Juan Alejandro Tapia
Columnista / 3 de febrero de 2024

El secuestro de la marimonda 

La primera vez que vi a Mondy fue sobre el escritorio de su dueña, en la sala de redacción donde ambos trabajábamos, en un importante medio de comunicación de Barranquilla. Una marimonda de trapo, de unos 20 centímetros de altura, que guindaba de uno de los bafles del computador de mi colega y alegraba con su nariz de falo y orejas de elefante el no muy plácido ambiente laboral. De todos los disfraces de Carnaval, no hay uno que identifique más al barranquillero y que, a la vez, produzca tanto desconcierto en los foráneos.
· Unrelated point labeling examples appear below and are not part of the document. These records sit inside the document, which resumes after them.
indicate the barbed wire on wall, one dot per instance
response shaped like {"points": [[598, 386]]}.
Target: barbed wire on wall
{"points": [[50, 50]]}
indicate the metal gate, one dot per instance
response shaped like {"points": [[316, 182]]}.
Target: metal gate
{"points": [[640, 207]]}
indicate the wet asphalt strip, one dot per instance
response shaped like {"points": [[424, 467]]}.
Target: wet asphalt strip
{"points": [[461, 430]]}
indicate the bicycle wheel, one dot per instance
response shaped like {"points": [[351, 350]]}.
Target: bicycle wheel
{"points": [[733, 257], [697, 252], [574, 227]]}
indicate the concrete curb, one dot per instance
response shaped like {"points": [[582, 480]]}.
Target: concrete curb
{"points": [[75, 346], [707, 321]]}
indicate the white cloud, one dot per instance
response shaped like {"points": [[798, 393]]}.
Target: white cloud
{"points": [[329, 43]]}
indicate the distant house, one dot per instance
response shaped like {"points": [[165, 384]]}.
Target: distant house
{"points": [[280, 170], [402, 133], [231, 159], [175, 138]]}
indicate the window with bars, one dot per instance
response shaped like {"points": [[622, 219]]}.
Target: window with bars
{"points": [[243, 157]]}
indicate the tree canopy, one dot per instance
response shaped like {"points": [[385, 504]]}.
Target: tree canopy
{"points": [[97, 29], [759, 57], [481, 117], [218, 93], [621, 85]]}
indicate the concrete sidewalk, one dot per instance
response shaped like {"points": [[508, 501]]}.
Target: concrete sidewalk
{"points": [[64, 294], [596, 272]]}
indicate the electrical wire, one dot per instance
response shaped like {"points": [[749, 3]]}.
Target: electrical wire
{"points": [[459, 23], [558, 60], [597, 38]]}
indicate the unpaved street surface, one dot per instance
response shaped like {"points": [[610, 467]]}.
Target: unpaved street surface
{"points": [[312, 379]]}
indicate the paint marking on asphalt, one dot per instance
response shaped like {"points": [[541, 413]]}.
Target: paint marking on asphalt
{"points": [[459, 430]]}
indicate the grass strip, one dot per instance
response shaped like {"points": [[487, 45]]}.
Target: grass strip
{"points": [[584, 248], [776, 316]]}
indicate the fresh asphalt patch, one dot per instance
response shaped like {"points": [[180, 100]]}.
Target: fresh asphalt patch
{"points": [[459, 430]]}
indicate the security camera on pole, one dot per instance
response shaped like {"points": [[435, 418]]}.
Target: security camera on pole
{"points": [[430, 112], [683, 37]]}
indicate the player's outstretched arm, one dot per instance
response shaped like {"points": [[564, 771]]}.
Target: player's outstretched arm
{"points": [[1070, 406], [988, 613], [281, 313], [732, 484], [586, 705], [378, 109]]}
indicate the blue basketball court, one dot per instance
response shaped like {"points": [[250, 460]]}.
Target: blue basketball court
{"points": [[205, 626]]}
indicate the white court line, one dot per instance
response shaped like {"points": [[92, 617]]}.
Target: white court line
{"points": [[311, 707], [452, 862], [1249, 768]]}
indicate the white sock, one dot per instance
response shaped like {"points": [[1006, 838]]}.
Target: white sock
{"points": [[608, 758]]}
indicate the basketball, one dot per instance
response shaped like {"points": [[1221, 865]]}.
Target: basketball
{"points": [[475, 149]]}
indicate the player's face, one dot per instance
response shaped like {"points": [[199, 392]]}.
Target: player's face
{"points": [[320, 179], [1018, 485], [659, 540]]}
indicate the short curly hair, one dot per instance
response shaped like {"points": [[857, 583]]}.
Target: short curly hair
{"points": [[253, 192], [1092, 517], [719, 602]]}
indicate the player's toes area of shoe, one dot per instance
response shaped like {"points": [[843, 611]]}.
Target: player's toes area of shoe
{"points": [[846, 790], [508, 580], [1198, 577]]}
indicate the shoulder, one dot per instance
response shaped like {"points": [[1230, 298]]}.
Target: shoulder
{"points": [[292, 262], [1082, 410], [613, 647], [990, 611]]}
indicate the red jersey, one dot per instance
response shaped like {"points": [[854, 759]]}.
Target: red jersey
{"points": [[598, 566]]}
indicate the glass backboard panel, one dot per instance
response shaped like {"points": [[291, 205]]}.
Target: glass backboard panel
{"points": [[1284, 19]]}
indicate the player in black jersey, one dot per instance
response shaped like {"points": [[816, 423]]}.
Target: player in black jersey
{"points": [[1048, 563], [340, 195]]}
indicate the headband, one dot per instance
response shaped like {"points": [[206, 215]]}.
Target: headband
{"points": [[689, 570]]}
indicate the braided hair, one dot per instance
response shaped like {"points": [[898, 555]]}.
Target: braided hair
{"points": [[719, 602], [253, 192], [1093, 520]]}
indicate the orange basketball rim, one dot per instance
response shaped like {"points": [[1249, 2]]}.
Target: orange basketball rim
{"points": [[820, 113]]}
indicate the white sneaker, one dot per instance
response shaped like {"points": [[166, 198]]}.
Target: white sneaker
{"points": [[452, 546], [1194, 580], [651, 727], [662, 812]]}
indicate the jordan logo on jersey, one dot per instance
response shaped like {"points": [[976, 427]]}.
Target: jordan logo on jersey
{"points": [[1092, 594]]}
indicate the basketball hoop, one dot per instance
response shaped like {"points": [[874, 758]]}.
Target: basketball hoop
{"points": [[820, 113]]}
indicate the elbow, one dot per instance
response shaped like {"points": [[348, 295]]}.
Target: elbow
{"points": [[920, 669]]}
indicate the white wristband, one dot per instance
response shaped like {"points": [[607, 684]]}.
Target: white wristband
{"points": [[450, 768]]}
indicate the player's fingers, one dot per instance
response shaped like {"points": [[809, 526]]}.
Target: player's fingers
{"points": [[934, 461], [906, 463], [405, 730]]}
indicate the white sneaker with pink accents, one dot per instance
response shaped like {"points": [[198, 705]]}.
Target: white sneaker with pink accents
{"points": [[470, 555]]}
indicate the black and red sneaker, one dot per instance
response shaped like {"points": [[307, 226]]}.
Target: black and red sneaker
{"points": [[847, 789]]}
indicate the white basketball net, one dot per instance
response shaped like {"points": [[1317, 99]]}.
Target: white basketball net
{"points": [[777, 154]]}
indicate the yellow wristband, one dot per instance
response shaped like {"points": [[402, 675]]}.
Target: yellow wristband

La segunda vez que supe de Mondy fue por cuenta de una banda de mamadores de gallo conocida como Los Perrateadores, integrada por compañeros que -como yo- pasaban la mayor parte de sus días en ese lugar, quienes se atribuían su secuestro a través de un comunicado dirigido al resto de los empleados. La noticia causó revuelo en una redacción acostumbrada a vivir dramas de mucho calibre y sumió en una depresión sobreactuada, cual viuda de Joselito, a la propietaria del pintoresco personaje mezcla de primate y paquidermo.

Mondy había desaparecido durante el receso para el almuerzo, horario en que la redacción quedaba vacía, y la única pista de su paradero eran las fotografías enviadas al celular de su dueña como prueba de supervivencia. En las imágenes editadas podía vérsele un tanto maltrecho, aunque en buen estado.

La banda exigía un rescate cuantioso por la liberación, mientras el tiempo corría en contra de los investigadores -periodistas del área judicial- que intentaban dar con el paradero del mono. De no pagar, amenazaban Los Perrateadores, Mondy solo sería soltado después de Carnaval, lo que para una marimonda es casi como una condena a muerte: regresar durante un año al cajón de donde ha salido sin bailar ni arrastrarse por el suelo desde la Guacherna hasta el Miércoles de Ceniza.

El pago consistía en una botella de ‘perro con perro’ y el compromiso de invitarle una totuma de sopa de mondongo o guandú a cada uno de los implicados en la desaparición. Los investigadores exigieron, entonces, una segunda prueba de supervivencia con la intención de que los mamadores de gallo cometieran un error y los condujeran al sitio donde lo mantenían cautivo. Mientras ellos intentaban llegar a un acuerdo con los delegados de la banda, un comando de reporteras empoderadas y bendecidas, armadas con teléfonos y lapiceros, ingresó sin ser detectado al baño de hombres y rescató sano y salvo al muñeco de tela.

El secuestro, quizá el flagelo que más dolor ha causado a los colombianos, no debería ser motivo de parodias, pero el Carnaval consiste en eso: en la toma de conciencia de la realidad con la exageración burlesca de los problemas o fenómenos que golpean a las sociedades. Descomprimirlos para que no exploten como una olla a presión en la cabeza de los ciudadanos.

En una columna titulada ‘El poder de la burla’, publicada en El Heraldo como antesala al Carnaval de las Artes de 2016, el periodista, escritor y cineasta Heriberto Fiorillo sentó su posición: «El espíritu provocador del Carnaval, bien lo sabemos, se nutre apasionadamente de la burla y esta guarda, como pocas expresiones, el poderoso sabor del desencanto. No es para juegos florales, por ejemplo, la caricatura, ni para lambonerías u homenajes la letanía. Ello desvirtuaría su esencia y su género».

Este año, por la Vía 40, la 44, la 17, el Suroccidente, desfilarán las miserias de una sociedad que no encuentra una mejor manera de expresar su malestar que la representación cómica de las personas y hechos que le hacen daño: la atracadera, la extorsión, los cobradiarios, los muchachos disfrazados con pasamontañas y escopetas de palo, los políticos de izquierda y derecha, la pérdida de la Fórmula 1 y de los Panamericanos, los servicios públicos por las nubes, hasta la frustración por la no llegada de Teófilo Gutiérrez a Junior. Son síntomas que ayudan a detectar la enfermedad y por lo menos sirven de pañito de agua tibia.